Compiling Strassen-like Matrix Multiplication Algorithms to Fast CUDA Kernels

Matrix multiplication is a key operation in scientific computing and machine learning, with GPU libraries like NVIDIA Cutlass and cuBLAS providing optimized implementations of the three nested loop cubic algorithm. While sub-cubic algorithms, like the Strassen algorithm and its variants, are theoretically faster, their recursive structure makes it challenging to implement efficient GPU kernels. This is why existing approaches either do excessive memory accesses or do not effectively overlap memory accesses and computations, leading to sub-optimal performance compared to theoretical expectations.

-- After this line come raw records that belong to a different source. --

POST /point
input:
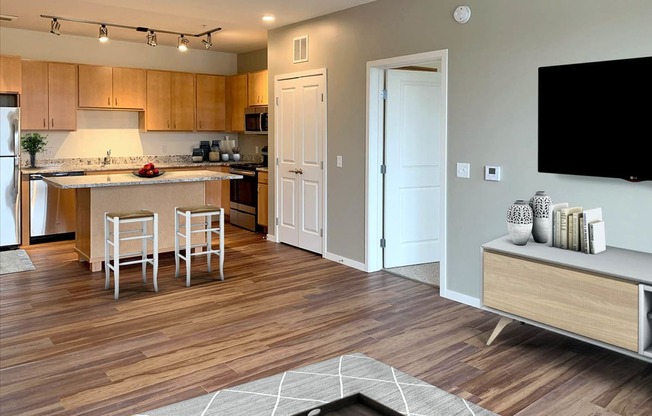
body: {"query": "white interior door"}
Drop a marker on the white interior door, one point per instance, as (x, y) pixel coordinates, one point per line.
(413, 157)
(300, 133)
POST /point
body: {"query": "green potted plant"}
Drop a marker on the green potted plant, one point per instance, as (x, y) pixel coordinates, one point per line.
(33, 143)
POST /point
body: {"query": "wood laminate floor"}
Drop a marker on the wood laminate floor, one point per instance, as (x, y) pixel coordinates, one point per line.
(68, 348)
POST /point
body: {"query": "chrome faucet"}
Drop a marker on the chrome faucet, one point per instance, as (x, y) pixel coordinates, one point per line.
(107, 158)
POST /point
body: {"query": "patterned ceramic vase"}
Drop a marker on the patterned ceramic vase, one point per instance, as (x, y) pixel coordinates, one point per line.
(519, 222)
(540, 204)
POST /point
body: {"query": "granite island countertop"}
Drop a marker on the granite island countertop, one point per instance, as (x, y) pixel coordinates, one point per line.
(121, 163)
(129, 179)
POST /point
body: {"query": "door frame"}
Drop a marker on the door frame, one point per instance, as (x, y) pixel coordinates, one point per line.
(282, 77)
(374, 153)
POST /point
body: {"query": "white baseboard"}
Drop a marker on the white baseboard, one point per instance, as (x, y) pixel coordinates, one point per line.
(461, 298)
(345, 261)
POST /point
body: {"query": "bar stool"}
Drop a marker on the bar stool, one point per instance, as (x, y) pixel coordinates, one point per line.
(113, 238)
(188, 228)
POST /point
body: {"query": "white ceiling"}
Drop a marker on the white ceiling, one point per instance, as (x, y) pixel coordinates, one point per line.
(241, 21)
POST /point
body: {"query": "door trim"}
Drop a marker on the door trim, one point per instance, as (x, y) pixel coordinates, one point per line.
(282, 77)
(374, 154)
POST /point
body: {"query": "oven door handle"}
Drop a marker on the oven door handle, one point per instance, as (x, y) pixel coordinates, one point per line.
(242, 172)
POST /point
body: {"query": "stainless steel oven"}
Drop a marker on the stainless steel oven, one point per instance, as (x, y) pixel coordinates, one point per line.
(244, 196)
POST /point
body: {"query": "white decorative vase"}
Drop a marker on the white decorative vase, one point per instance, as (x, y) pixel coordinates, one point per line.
(519, 222)
(540, 204)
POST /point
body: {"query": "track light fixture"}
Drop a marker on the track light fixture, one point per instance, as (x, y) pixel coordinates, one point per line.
(151, 38)
(104, 34)
(208, 42)
(182, 42)
(54, 27)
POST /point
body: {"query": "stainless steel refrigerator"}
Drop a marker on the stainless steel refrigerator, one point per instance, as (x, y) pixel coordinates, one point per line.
(10, 231)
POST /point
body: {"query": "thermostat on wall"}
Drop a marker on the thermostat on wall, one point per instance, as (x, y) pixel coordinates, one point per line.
(492, 173)
(462, 14)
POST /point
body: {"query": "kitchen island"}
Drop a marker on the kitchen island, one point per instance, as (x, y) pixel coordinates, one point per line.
(98, 194)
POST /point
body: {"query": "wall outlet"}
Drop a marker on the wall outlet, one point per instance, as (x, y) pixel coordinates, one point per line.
(463, 170)
(492, 173)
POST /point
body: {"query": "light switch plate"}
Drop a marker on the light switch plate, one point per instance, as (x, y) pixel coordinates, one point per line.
(463, 170)
(492, 173)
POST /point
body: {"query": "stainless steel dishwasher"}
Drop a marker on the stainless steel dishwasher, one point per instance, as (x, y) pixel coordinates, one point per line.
(52, 213)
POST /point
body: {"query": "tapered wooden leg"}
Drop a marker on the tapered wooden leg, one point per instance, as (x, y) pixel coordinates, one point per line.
(504, 321)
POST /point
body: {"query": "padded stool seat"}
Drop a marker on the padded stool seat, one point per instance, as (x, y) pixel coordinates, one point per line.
(185, 228)
(114, 236)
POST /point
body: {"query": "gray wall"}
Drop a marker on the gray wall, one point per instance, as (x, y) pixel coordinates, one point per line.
(492, 109)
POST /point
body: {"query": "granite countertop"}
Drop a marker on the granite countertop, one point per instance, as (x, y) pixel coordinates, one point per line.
(129, 179)
(121, 163)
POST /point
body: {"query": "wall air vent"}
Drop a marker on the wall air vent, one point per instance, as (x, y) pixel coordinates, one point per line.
(300, 49)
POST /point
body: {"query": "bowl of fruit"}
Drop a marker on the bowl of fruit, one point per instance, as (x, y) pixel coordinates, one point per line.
(148, 171)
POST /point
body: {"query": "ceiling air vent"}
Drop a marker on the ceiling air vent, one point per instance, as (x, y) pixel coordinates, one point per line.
(300, 49)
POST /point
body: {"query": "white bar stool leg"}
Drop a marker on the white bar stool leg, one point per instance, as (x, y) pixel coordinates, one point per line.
(176, 243)
(221, 220)
(155, 252)
(116, 258)
(209, 242)
(188, 252)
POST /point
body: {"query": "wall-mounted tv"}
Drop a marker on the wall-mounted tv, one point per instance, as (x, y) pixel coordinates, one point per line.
(595, 119)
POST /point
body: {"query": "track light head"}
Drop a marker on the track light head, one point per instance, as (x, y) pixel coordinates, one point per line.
(54, 27)
(104, 34)
(151, 38)
(208, 42)
(182, 43)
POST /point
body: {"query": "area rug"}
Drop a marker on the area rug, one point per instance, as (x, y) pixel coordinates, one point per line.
(315, 385)
(13, 261)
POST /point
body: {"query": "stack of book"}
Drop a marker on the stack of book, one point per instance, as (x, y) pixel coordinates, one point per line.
(577, 229)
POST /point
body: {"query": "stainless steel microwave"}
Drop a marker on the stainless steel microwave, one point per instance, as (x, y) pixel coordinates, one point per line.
(256, 120)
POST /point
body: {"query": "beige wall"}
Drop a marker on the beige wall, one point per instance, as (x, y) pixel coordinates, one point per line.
(252, 61)
(98, 131)
(492, 109)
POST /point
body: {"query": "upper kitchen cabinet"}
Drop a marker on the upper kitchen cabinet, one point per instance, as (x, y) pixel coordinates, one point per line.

This paper presents SubCuber, a domain-specific compiler that generates efficient CUDA kernels for Strassen-like matrix multiplication algorithms. SubCuber contains two novel CUDA kernels that are designed to minimize memory input loads and effectively overlap computation with memory loads. To generate efficient code, SubCuber constructs the dependency graph of a Strassen-like algorithm, selects efficient kernel schedules, and applies fusion strategies tailored to a recursion level, matrix sizes, and GPU. Our evaluation on NVIDIA A100 and H200 GPUs shows that for both single- and half-precision floating point matrix multiplications, SubCuber’s generated code outperforms state-of-the-art CUDA implementations for matrix multiplication and the Strassen algorithm. SubCuber is up to 12% faster for one recursion level and 22% for two recursion levels over Cutlass and cuBLAS, while existing approaches are only up to 8% faster for one-level and 16% faster for two-levels. Furthermore, SubCuber makes matrix multiplication in language models like Phi-4 14B, Qwen-3 32B, and LLaMA-3 405b, up to 16% faster for inference scenarios.